And I am at least partly because I've decided to be. One of the things I’ve done as an adult is allowed myself to tune in more and more to my emotions in order to write better - and also in order to be a better wife and mother. I've wanted to write better, and I've wanted to love better.

But being an emotional person is disconcerting! It doesn't feel orderly.

But I need to be this way in order to do what I do. Okay.

BUT. But I do not want to be drug around by the nose by my passions. I do not want to be ruled by my passions. How do I avoid that? (Asks Harriet Vane: "what if you're cursed with both a head and a heart?")

See, I think part of it is just recognizing who I am, and saying, “okay, I notice this feeling and I notice that feeling, and I’m supposed to notice – my job is to notice things and then use them as raw material for my art – but my recognition and my emotion don't have to have dominion of me.” Noticing, categorizing, deciding.

The well-ordered heart
But wouldn't the philosophers say that virtue is a matter of loving the good, the true, and the beautiful? In other words, isn't it possible to have rightly-ordered emotions?

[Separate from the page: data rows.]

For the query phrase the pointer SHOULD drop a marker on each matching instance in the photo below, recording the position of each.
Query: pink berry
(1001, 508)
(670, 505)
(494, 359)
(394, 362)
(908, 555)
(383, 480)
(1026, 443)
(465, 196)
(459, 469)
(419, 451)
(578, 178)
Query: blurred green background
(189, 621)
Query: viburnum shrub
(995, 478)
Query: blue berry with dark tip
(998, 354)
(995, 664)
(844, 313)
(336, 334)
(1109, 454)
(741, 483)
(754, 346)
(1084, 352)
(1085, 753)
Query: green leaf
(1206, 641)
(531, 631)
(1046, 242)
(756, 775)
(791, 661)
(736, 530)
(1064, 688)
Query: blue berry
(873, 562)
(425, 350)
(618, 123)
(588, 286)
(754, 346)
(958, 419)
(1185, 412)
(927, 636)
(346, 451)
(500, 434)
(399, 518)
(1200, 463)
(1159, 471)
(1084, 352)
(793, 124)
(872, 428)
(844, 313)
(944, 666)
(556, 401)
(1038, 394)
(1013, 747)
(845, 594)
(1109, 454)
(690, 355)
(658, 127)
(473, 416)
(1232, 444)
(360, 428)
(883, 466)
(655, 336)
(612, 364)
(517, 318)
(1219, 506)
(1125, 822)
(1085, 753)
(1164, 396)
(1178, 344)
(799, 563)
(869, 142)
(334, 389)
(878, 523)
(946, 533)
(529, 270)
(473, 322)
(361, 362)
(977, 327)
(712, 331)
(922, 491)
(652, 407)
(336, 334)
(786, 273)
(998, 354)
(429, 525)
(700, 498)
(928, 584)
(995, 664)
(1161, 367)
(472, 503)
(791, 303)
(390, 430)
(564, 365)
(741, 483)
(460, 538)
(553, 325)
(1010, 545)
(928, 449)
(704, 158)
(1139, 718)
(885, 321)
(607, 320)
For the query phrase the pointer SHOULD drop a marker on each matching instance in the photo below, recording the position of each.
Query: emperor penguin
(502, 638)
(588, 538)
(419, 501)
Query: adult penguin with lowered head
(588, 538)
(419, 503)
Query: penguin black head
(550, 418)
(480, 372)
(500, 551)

I think so. What's the first and greatest commandment? "Love the Lord your God." Love is a verb, I know, I know, but it's also a matter of the heart. It's also an emotion.

I think if I start there . . . if I start with loving the Lord and obeying . . . I think then I'll find it possible to order my emotions aright.

Peace of Christ to you,
Jessica Snell

Friday, September 7, 2012

Links: Hugos, Headcoverings, and Robotic Exoskeletons!

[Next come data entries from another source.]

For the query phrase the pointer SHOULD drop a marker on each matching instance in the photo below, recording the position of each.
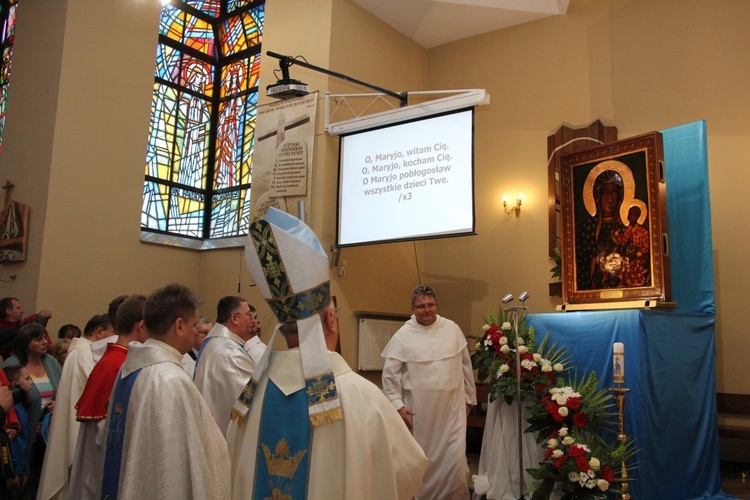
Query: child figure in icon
(635, 246)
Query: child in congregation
(19, 376)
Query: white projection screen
(407, 181)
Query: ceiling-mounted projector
(287, 88)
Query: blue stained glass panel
(183, 152)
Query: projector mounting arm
(286, 61)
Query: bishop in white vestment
(307, 426)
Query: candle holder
(618, 393)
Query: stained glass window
(8, 19)
(200, 147)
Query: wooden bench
(479, 412)
(733, 405)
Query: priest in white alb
(64, 428)
(428, 377)
(162, 441)
(306, 426)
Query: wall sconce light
(515, 208)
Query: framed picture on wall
(615, 238)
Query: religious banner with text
(282, 160)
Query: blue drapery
(670, 410)
(689, 217)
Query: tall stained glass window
(8, 19)
(200, 146)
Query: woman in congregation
(30, 350)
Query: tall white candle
(618, 362)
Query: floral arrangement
(578, 461)
(496, 355)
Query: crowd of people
(153, 400)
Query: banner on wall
(282, 160)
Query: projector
(287, 89)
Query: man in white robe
(91, 407)
(356, 447)
(162, 441)
(428, 378)
(223, 366)
(64, 428)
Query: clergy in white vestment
(307, 426)
(188, 359)
(162, 441)
(428, 378)
(223, 366)
(64, 428)
(91, 408)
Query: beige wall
(639, 65)
(78, 116)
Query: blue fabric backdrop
(689, 217)
(670, 410)
(669, 356)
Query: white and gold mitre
(290, 268)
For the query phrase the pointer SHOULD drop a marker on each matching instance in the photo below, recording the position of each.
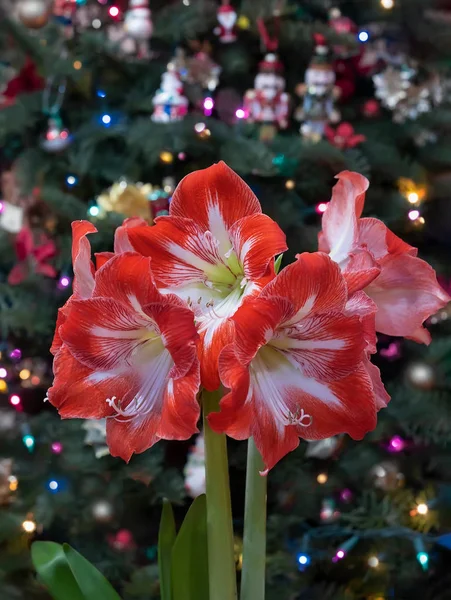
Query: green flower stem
(221, 561)
(254, 538)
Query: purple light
(15, 354)
(397, 444)
(57, 447)
(209, 103)
(346, 495)
(64, 282)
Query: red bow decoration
(31, 257)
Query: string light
(25, 374)
(373, 562)
(422, 508)
(29, 526)
(321, 207)
(14, 400)
(28, 441)
(13, 483)
(364, 36)
(166, 157)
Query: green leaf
(68, 575)
(166, 539)
(277, 263)
(190, 555)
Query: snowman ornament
(138, 28)
(226, 30)
(169, 102)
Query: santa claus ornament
(226, 30)
(319, 93)
(138, 27)
(169, 102)
(268, 103)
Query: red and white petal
(181, 252)
(325, 346)
(104, 334)
(256, 240)
(175, 325)
(406, 294)
(181, 410)
(81, 259)
(381, 395)
(215, 198)
(340, 221)
(128, 279)
(81, 393)
(313, 284)
(121, 240)
(360, 271)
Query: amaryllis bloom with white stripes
(127, 353)
(216, 250)
(295, 368)
(403, 287)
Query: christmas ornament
(227, 17)
(194, 470)
(57, 138)
(267, 103)
(387, 476)
(96, 436)
(32, 256)
(318, 92)
(6, 481)
(122, 541)
(344, 136)
(407, 94)
(169, 102)
(130, 200)
(421, 375)
(34, 13)
(102, 511)
(138, 27)
(323, 448)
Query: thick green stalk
(221, 561)
(254, 539)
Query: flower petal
(313, 284)
(340, 221)
(215, 198)
(81, 259)
(256, 240)
(406, 293)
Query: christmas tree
(104, 108)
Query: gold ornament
(421, 375)
(414, 193)
(387, 476)
(34, 13)
(130, 200)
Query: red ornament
(371, 108)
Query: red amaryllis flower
(129, 354)
(372, 258)
(344, 137)
(215, 249)
(31, 257)
(295, 368)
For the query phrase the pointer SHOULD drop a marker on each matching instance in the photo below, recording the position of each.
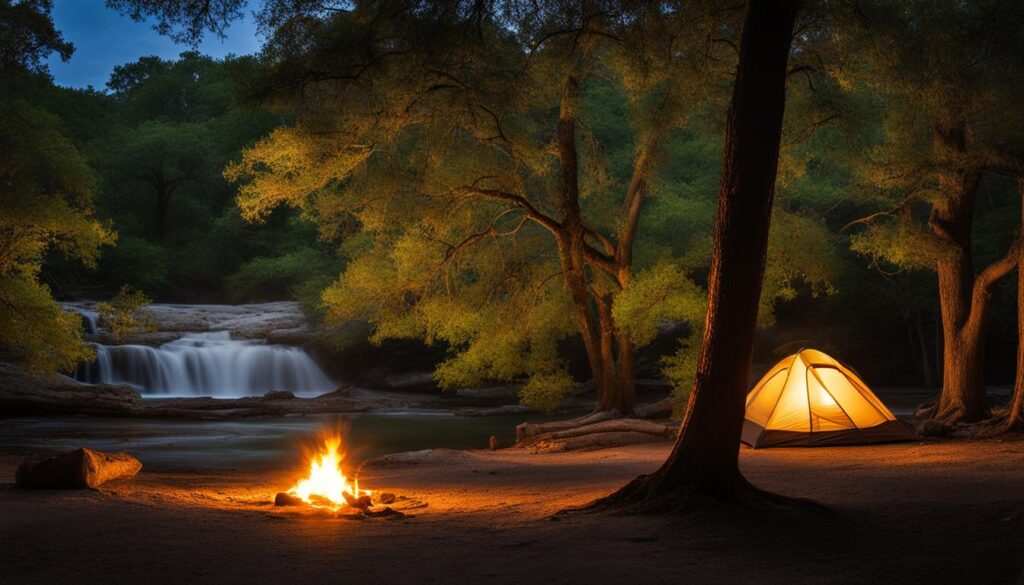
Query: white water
(207, 364)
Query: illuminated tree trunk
(614, 385)
(964, 297)
(1015, 420)
(705, 459)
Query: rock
(24, 393)
(932, 427)
(290, 336)
(341, 392)
(504, 410)
(410, 381)
(286, 499)
(279, 395)
(382, 512)
(77, 469)
(363, 502)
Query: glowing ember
(327, 485)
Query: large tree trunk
(964, 297)
(705, 460)
(594, 320)
(963, 377)
(1015, 420)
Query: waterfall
(207, 364)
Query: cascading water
(207, 364)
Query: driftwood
(528, 429)
(76, 469)
(598, 432)
(593, 441)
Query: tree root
(651, 494)
(592, 432)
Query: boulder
(279, 395)
(77, 469)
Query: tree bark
(612, 378)
(964, 297)
(1015, 419)
(705, 459)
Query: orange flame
(327, 484)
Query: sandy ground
(938, 512)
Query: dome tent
(810, 400)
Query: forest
(624, 211)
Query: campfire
(327, 486)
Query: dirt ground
(937, 512)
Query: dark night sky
(103, 39)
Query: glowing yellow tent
(810, 399)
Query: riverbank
(933, 512)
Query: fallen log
(660, 409)
(77, 469)
(527, 429)
(593, 442)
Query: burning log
(77, 469)
(361, 502)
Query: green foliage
(285, 276)
(680, 369)
(45, 198)
(657, 296)
(546, 390)
(125, 312)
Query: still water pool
(256, 443)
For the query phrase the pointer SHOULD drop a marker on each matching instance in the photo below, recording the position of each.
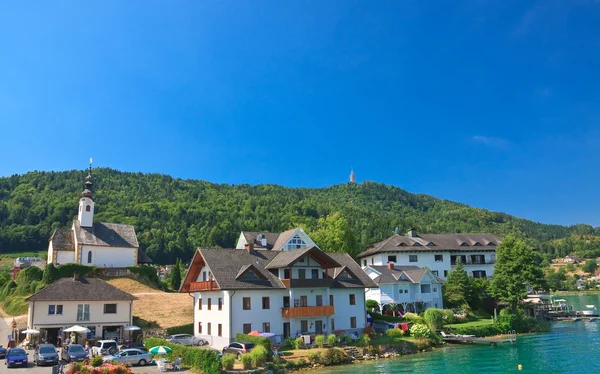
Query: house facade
(437, 252)
(90, 302)
(286, 293)
(404, 288)
(107, 245)
(280, 241)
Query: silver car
(186, 339)
(130, 356)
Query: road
(5, 330)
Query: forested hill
(174, 216)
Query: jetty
(510, 337)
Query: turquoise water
(568, 348)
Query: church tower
(352, 176)
(86, 204)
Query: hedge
(183, 329)
(197, 358)
(258, 340)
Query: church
(106, 245)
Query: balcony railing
(307, 283)
(307, 311)
(204, 286)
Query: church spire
(352, 176)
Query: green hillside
(173, 216)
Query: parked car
(105, 347)
(186, 339)
(45, 354)
(16, 357)
(132, 345)
(238, 348)
(73, 352)
(131, 357)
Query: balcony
(307, 283)
(204, 286)
(307, 311)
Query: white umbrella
(77, 328)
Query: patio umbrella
(160, 350)
(77, 329)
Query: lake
(567, 348)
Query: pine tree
(457, 289)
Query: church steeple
(86, 204)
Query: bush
(334, 356)
(315, 357)
(420, 331)
(331, 339)
(259, 356)
(246, 361)
(394, 333)
(96, 361)
(434, 318)
(258, 340)
(320, 340)
(199, 359)
(183, 329)
(298, 343)
(414, 318)
(228, 360)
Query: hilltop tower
(86, 204)
(352, 176)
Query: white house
(90, 302)
(438, 252)
(410, 288)
(284, 241)
(108, 245)
(287, 293)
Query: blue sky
(490, 103)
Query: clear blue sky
(490, 103)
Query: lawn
(479, 322)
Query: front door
(286, 330)
(318, 327)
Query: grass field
(479, 322)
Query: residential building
(404, 288)
(438, 252)
(284, 241)
(90, 302)
(107, 245)
(284, 292)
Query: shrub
(414, 318)
(420, 331)
(331, 339)
(228, 360)
(320, 340)
(334, 356)
(258, 340)
(259, 356)
(315, 357)
(434, 318)
(298, 343)
(96, 361)
(394, 333)
(246, 361)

The 2012 Hugo Awards: It's Okay To Be A Fan - I enjoyed this analysis of the Hugos.

Eternity Veils - I don't personally practice headcovering, but these are so clever! (And pretty.) Makes me want to go visit a European cathedral so I'd have an excuse to wear one. :)

Paralympic Athlete Is The First Woman To Live At Home With A Robotic Exoskeleton: This is just . . . this is why science is good. I hope this works and works so well that they can make lots of them and the economics of scale make the price reasonable for every paraplegic. SO COOL.

What Do You Think? Checking in with Our Readers: Over at Regency Reflections, we're looking for feedback - come over and give us some!

Anne Eunson's Artistry - pretty, pretty, pretty!

-Jessica Snell

Thursday, September 6, 2012

Book Notes: "The King of Attolia", by Megan Whalen Turner

The King of Attolia (The Queen's Thief, #3)The King of Attolia by Megan Whalen Turner


I might be more in love with Eugenides than I am with Miles Vorkosigan.

Miles is flashier and I love him to bits, but Eugenides isn't just clever and suffering and single-minded, he's pious. And that might be the difference.

I'm not sure. But, in "The King of Attolia" - which is totally about Eugenides - the main point-of-view character isn't Eugenides at all, but a palace guardsman named Costis. And having a side character show us the story allows Turner to play her customary hide-and-seek games with the plot, sneakily revealing one fascinating detail after another in order to distract us from what she's doing with her other hand.

It took me well into half the book to realize that the main conflict wasn't all the showy fights between Eugenides and his rebellious barons, but the argument that Eugenides was having with his god.

The argument between Eugenides and his god.

This is why I love really, really good fantasy: because it is the best kind of literature for the devout. In the story world, anyway, fantasy authors take theology seriously. That's my kind of story.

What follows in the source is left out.